Parmi les filières les plus prometteuses figure l'énergie solaire photovoltaïque. Grâce à son immense potentiel, elle offre de nombreuses applications : grandes centrales connectées au réseau, mini-centrales pour les zones rurales, systèmes domestiques ou encore pompes solaires pour l'agriculture. La bioénergie représente également un levier important, notamment à travers l'amélioration des équipements de cuisson et la valorisation des déchets organiques en biocombustibles.
Cependant, plusieurs obstacles freinent encore le développement à grande échelle des énergies renouvelables.
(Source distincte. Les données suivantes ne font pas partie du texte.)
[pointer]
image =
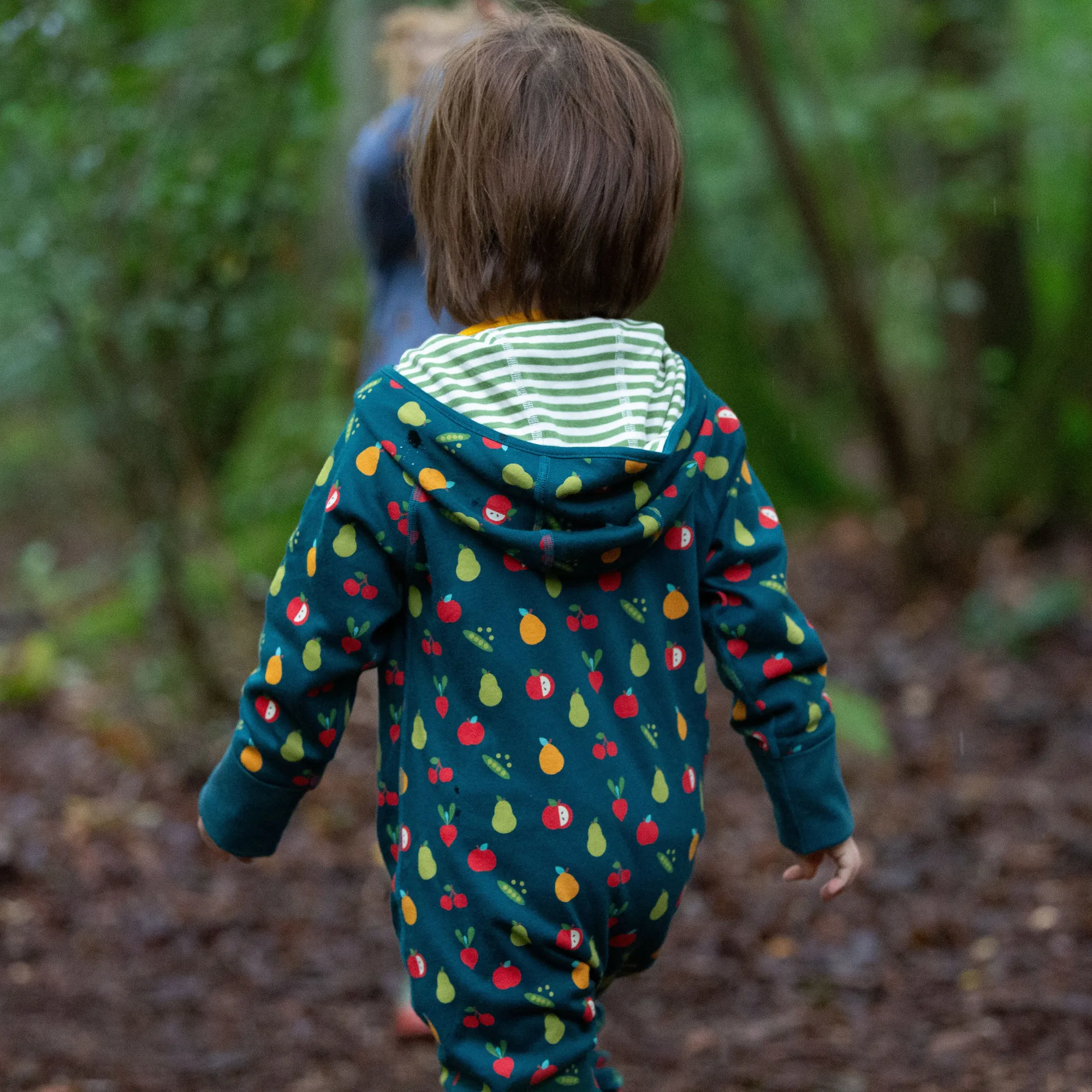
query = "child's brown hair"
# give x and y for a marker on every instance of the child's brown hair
(547, 174)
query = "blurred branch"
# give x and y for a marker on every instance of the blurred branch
(837, 269)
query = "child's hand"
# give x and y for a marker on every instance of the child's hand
(223, 854)
(847, 859)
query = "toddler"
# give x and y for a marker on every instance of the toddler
(529, 529)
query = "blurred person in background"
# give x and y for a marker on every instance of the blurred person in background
(413, 40)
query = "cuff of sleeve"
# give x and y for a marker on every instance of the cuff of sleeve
(810, 801)
(243, 815)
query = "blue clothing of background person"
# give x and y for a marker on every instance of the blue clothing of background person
(399, 317)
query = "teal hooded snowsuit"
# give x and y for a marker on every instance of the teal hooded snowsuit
(537, 615)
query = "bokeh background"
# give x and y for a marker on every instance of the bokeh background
(884, 264)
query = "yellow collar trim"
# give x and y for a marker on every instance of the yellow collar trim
(506, 321)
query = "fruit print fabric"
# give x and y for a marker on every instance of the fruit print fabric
(562, 833)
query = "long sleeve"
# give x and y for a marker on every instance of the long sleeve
(773, 660)
(327, 620)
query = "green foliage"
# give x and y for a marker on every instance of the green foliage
(860, 720)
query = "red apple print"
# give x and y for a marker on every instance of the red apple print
(497, 508)
(268, 709)
(506, 977)
(680, 538)
(448, 610)
(727, 421)
(471, 732)
(571, 939)
(482, 859)
(557, 816)
(647, 832)
(674, 657)
(777, 666)
(540, 685)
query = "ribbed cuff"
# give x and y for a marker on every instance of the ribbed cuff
(810, 801)
(243, 815)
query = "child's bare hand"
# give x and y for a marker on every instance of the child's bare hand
(223, 854)
(847, 859)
Le manque de transfert de technologies maintient une forte dépendance aux équipements importés, souvent coûteux pour les populations. À cela s'ajoutent l'insuffisance de techniciens qualifiés, particulièrement dans les zones rurales, ainsi que la présence sur le marché de produits de mauvaise qualité qui fragilisent la confiance des usagers.
Dans un contexte international marqué par les tensions géopolitiques et la volatilité des marchés pétroliers, la dépendance aux énergies fossiles apparaît de plus en plus risquée. Miser sur les énergies renouvelables représente donc non seulement un choix écologique, mais aussi une stratégie de souveraineté énergétique.